Optimized Synthesis and Characterization of Janus RhSeCl with Uniform Anionic Valences, Nonlinear Optical and Optoelectronic Properties

Abstract The symmetry‐breaking nature of Janus materials enables the design of multifunctional compounds with distinct properties that are inaccessible to traditional materials. However, the limited availability of intrinsically stable Janus materials hinders a complete understanding of their full potential. Here, the first millimeter‐sized Janus material, RhSeCl, is successfully synthesized through the precisely controlled chemical vapor transport (CVT) method.
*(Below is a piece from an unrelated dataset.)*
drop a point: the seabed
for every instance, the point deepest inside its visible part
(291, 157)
Single‐crystal X‐ray diffraction and high‐resolution transmission electron microscopy analyses reveal the Janus character of RhSeCl, emphasizing its strong correlation with steric hindrance. X‐ray absorption near‐edge structure (XANES) analyses demonstrate the highly unusual oxidation states of Rh and Se, underlining their critical role in determining the formation of the inherent Janus structure. Interestingly, a clear second‐harmonic generation (SHG) is observed in RhSeCl, weakening with the temperature. DFT calculations attribut the strong SHG response to the band nesting effect, with an intensity modulated by the temperature‐dependent interlayer coupling. Notably, its damage threshold surpassed that of Janus MoSSe. Furthermore, devices based on RhSeCl exhibit promising optoelectronic performance at the visible wavelength range of 405–650 nm, showing a great opportunity for solar applications. These findings deepen the understanding of inherent Janus structures, paving the way for the development of new Janus compounds with versatile functionalities in advanced materials.